In the selection of five directors (Proposal No. 3), the names of the candidates are listed, but it was disappointing to see candidate numbers indicated in front of their names. Since they all have individual names, I do not think the numbers were necessary.
That last question is of course referring to a proposal for the elections and reelections of five Nintendo directors, which you can see here. Each candidate on the list is given a number — Candidate No. 1, Candidate No. 2 and so on. Clearly that was upsetting for this Nintendo shareholder.
Here’s Nintendo president Tatsumi Kimishima’s response, in which he politely tells that shareholder to piss off:
In presenting this year’s business report, we decided to use a recorded narration, and that is indeed a change from last year. We gave this much thought. The concern was that my speech may not be clear enough to be easily understood. So I ask for your understanding that this different approach was part of the new things that we are trying out. I do appreciate your valuable input about the importance of presenting the business report in my own words. We will definitely give thought to what we should do in the future.
We will also take into consideration your opinion on the candidate numbers posted on the proposal item on director selection.
But wait! There’s more! One shareholder also happens to be a big Nintendo fan:
I have a request regarding the general meeting of shareholders. Your shareholders can be broadly divided into investors and Nintendo fans, and the questions at the general shareholders’ meeting follow suit, with questions about financial reports and Nintendo’s organisation on the one hand, and questions about games on the other. Don’t you think it would be better to divide up the Q&A session and use the first part for questions about financial reports, Nintendo’s organisation and share prices etc., and the second part for questions about games? I am a Nintendo fan, and I would rather ask questions about games, so as an alternative idea you could end the meeting after the first part, but then go into extra innings in a corner where game fans could get together and ask questions.
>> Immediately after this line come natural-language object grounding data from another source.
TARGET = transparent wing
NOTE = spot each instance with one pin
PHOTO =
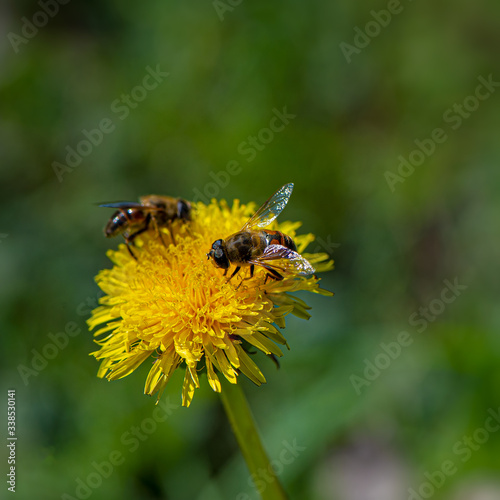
(283, 259)
(270, 210)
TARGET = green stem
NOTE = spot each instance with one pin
(243, 424)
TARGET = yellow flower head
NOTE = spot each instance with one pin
(174, 305)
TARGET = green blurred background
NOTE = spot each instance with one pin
(356, 111)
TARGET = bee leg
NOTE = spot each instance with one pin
(235, 271)
(158, 231)
(271, 273)
(169, 224)
(252, 267)
(128, 243)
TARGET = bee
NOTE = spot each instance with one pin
(132, 218)
(255, 246)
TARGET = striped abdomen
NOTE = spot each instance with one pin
(278, 238)
(123, 220)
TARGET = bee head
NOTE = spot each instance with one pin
(183, 209)
(218, 254)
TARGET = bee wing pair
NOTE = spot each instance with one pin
(285, 260)
(277, 257)
(124, 205)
Sadly, Kimishima wouldn’t oblige.
I appreciate your love of our games and take it you want the general meeting of shareholders to be a place where more information about our games is provided. As I said at the meeting before last, the general meeting of shareholders should be a place where shareholders and board members can communicate on a range of topics. This is very important for the company’s future advancement and to respond to the requests of shareholders. Since there are shareholders at these meetings who have questions about corporate management from the perspective of investors, it is a significant opportunity to present that information to them (as well as to shareholders who are game fans). I get that you want us to provide more information about Nintendo products. I can’t say right now what we’ll do, but we will investigate ways of creating more opportunities to supply that information.
Nintendo shareholder Q&As are the best.